Here, we provide evidence that mitochondrial fission is an early and required event in NO‐induced cell death of primary neurons. We used 3D time‐lapse fluorescence imaging to clearly demonstrate that single mitochondrial filaments fragment into multiple isolated organelles, as opposed to simply altering their morphology, as previously suggested for glutamate receptor activation (Rintoul et al, 2003). Mitochondrial fission was accompanied by an increase in mitochondrial number and decrease in their size. Once initiated, fission occurs rapidly within 10 min, and affecting all mitochondria in a single neuron, suggesting that the fission machinery is present and ready to be activated, independent of de novo protein synthesis. Furthermore, fission correlates with an arrest in mitochondrial movement. Intriguingly, multiple neuronal stressors including NO, rotenone, NMDA and Aβ peptide evoke profound mitochondrial fission in primary neurons, indicating that diverse signals may converge on a common pathway to activate fission. Our finding, therefore, might be of broad significance, providing a novel mechanistic explanation for the well‐documented mitochondrial defects associated with many neurodegenerative disorders.
We provide several lines of evidence indicating that mitochondrial fission is an early, upstream event in neurodegeneration. Using time‐lapse imaging of primary neurons in vitro we show that mitochondrial fission occurs prior to local dendritic swelling, spine loss and neuronal demise.

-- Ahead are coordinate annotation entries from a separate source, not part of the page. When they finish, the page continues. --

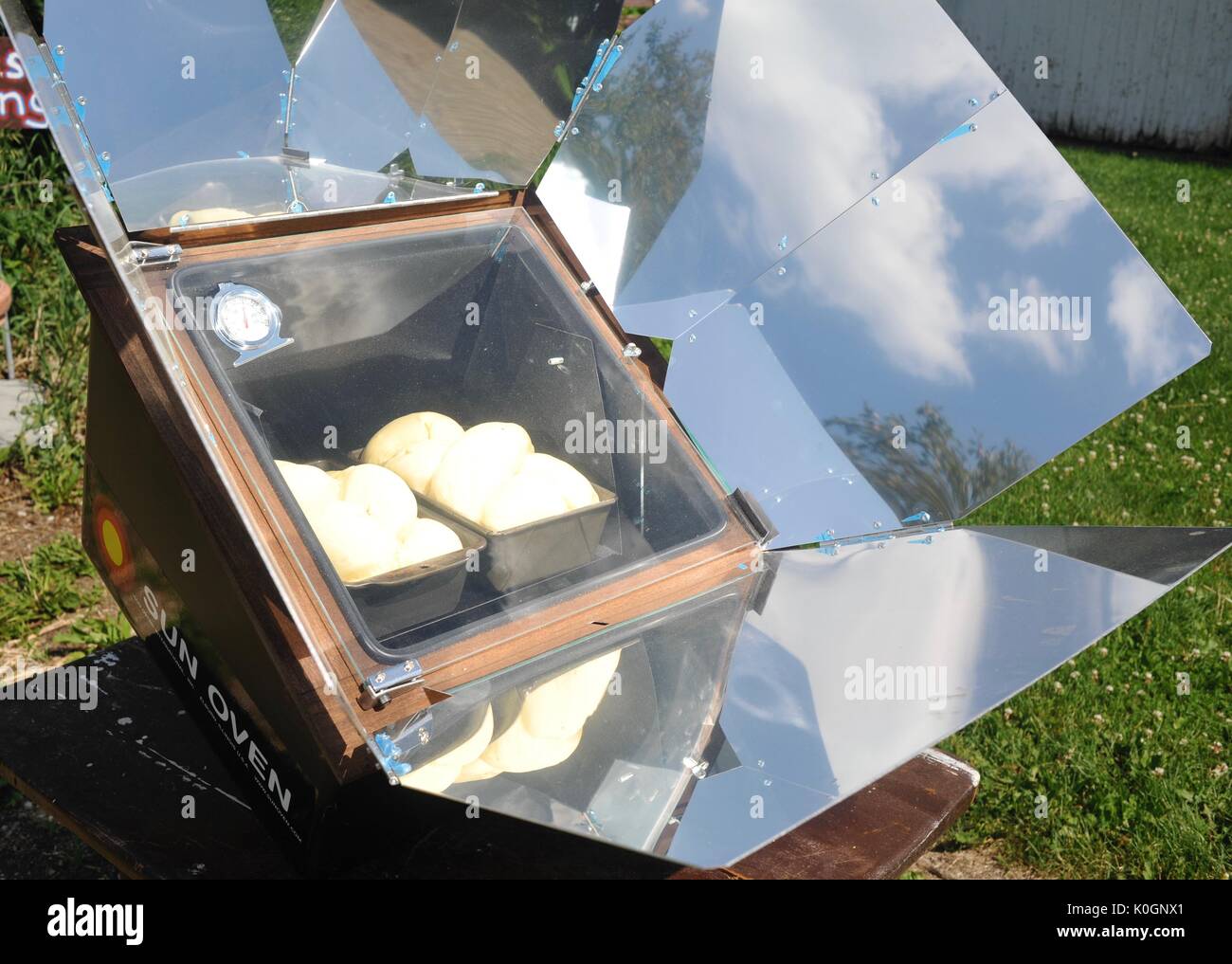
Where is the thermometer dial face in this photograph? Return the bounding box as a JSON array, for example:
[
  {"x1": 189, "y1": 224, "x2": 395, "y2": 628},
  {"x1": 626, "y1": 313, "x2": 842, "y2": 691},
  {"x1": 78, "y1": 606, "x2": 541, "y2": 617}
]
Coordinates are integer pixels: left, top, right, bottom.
[{"x1": 213, "y1": 284, "x2": 280, "y2": 352}]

Most importantly, using an MCAO model of ischemia in mice, we demonstrate that fission occurs also in ischemic stroke in vivo, at 3 h reperfusion, many hours before neuronal loss. We used an acute rather than a chronic, progressive model of neurodegeneration because of the relative synchronous entry into neurodegenerative pathways. This allowed us to establish that fission is an upstream and early event in neuronal cell death in vivo.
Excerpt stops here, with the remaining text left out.